I got some good pictures, too. I wrote up a decent enough story.
Do you feel the longing?
And it is more than longing. Not having that airplane is a damned hardship. My jet ticket to Barrow will cost nearly $800. My roundtrip ticket from Barrow to Point Lay over $500. And then it is imperative that I visit as many of the other North Slope villages as I can.
All those tickets will cost money.
As airplanes go, the Running Dog was a gas sipper, not a guzzler, and I could even put car gas in it. I probably could have made the whole trip for not much more than the cost of that round trip fare between Barrow and Point Lay.
And I could come and go when it suited me, not on someone else's schedule. And I could carry more gear, including a good knife, a rifle and bullets, without ever going through security.
And it was a whole lot more fun.
As I walked, a lady friend from Serendipity picked me up and took me to her house for coffee. Her ragdoll cat was there and so was her husband. And a little dog.
We talked about moose and such.
My niece, Khena, delivered a baby today in Minneapolis.

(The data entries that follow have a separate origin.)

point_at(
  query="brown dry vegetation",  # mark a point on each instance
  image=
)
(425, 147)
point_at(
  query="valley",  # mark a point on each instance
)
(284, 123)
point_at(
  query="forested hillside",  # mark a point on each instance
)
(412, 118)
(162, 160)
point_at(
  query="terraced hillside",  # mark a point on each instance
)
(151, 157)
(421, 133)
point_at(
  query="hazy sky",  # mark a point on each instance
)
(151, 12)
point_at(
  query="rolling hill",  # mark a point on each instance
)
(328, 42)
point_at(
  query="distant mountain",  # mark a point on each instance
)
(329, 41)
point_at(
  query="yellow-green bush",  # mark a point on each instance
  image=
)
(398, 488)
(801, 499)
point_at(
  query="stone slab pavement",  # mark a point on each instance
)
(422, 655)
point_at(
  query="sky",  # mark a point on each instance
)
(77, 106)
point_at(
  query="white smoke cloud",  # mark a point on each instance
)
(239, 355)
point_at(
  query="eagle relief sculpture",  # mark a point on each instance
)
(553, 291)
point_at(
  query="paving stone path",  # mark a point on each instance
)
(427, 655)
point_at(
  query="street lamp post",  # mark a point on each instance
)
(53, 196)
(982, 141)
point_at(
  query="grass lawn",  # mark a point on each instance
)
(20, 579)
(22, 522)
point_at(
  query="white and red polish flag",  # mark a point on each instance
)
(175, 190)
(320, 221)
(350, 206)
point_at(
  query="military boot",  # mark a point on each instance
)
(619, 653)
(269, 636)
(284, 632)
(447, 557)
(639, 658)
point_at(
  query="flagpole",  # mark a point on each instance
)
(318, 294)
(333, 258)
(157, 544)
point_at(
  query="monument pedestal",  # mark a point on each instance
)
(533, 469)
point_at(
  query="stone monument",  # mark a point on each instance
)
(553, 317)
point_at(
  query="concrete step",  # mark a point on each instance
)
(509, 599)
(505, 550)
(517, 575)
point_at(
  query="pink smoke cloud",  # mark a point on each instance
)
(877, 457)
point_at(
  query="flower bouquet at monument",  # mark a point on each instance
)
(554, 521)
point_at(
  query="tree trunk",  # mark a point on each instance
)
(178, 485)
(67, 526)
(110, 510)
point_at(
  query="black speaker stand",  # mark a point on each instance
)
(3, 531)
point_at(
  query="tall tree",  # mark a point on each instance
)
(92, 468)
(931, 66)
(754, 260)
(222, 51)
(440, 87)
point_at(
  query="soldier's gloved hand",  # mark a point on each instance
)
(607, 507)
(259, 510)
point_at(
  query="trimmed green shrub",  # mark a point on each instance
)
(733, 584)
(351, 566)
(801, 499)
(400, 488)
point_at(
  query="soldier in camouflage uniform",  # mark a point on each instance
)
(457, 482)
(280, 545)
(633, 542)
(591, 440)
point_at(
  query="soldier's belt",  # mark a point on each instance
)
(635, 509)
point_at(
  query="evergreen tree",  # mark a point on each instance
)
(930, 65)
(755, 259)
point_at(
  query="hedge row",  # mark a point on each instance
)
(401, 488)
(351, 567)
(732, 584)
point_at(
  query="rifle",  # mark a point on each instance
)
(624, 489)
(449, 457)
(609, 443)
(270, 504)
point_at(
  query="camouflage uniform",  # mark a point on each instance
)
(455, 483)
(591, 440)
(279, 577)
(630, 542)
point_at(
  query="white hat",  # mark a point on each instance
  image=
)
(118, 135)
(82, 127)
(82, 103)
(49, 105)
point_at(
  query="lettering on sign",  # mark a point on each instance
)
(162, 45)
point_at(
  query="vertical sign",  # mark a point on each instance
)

Ada Lakshmi Iyer is the name of the little beauty and there are pictures of her on Facebook, taken by my sister, Mary Ann, the proud Gramma. Hey, baby sister - how can this word, "gramma," apply to you?
And yet, given the ages of our children, you and I could both have been grandparents over ten years ago.
Khena's proud husband, by the way, is Vivek, first cousin to Soundarya.
Vasanthi, Vivek's mother, is planning to move in with them in September to help take care of the baby and will stay until January. Come the Minnesota winter, she will have a brand new experience.
But then I know India Indian people who live and work on the Arctic Slope, so I suspect that she will do okay, but there will probably be times when she won't like it at all.
Reader Comments (1)
Ada lakhmi = goddess of wealth. :) Wow, am an aunt.